最後に見えたリッチの表情は酷く焦っているように思われた。
♢♢♢
船で2日、到着した月兎島は荒れ果てていた。薙ぎ払われて胴体が無理に引き千切られた死体。押し潰された木々。相撲の電車道のように島の斜面には引きずった跡が残っていた。
そして最後に島の中心に
「聞いていた話と違うじゃないか?」
山に似ているがそれは現在休止中の生き物であった。
全長は十メートルを優に超えていた。情報に誤りがあったのだ。だが報告は僅か数日前。つまりそれは──
「成長しているのか、この短時間で?」
この予想が正しい場合、それすなわち討伐の難易度が高まるということ。ネスティは必至に国王へ連絡をしているようだが状況は芳しくないようだ。
「ルル、ここで約束したことは守れるか?」
「……私はもう迷わない。だから、いいよ。グノスィの言う通りにする」
ルルとはここまでの船旅で言葉を交わして仲直りした。元の状態まで戻ることはなかったが、代わりに一つ約束を交わしていた。それは背を向けないこと。敵からも、味方からも。
もうあんなことはごめんだ。そしてここからは生き残るために全力を尽くそう。
「申し訳ありません。陛下と連絡がつきませんでした……」
「それなら現地の人に聞こう。どこにいるかはまだわからないけど」
国際指名手配犯とやらの強さは推し量れない。だが少なくとも自分よりは遥かに強いと確信できた。頑強さ、リーチ、攻撃手段といった頭脳以外に優れる部分が多すぎる。
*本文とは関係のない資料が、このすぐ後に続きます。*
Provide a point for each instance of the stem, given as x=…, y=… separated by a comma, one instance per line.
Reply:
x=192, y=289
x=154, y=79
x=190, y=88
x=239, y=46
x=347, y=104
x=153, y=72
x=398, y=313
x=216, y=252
現在、暴れん坊は就寝していた。巨大な甲羅の内部へ体を引っ込ませ光を遮っている。
兎にも角にも情報を手に入れるために行動しなければならない。
三人は深刻な空気の中、麓に足を踏み入れた。
「こ、これは……!」
荒れ地を進んでいくと、幾ばくかの広さがある場所に出た。地面は石畳で野戦病院の如く怪我人が並べられていた。強烈な血の臭いとともに。
「なんて、酷いことを……!」
ネスティが怒りの声を上げる。白い布を顔に被せられた人体が端に寄せられていく様子を見て手が震えていた。グノスィは呆然とその姿を見ていた。状況を飲み込めなかった。
ただ、どうして【暴れん坊】がこの街を襲撃したのかまるでわからなかったからだ。人を殺すことに躊躇のないことに。理解ができなかった。故に──
「ネスティ、怪我人は頼んだ」
彼の頭は混乱へと
──理解? できなくてもいい。だが不愉快だ。幼い子供が白布を纏う父に縋り付く姿は。恋人に涙する彼ら彼女らのその姿は。
救いようがない。その一言が彼の心を支配した。その時、彼の頭の片隅にノイズが走った。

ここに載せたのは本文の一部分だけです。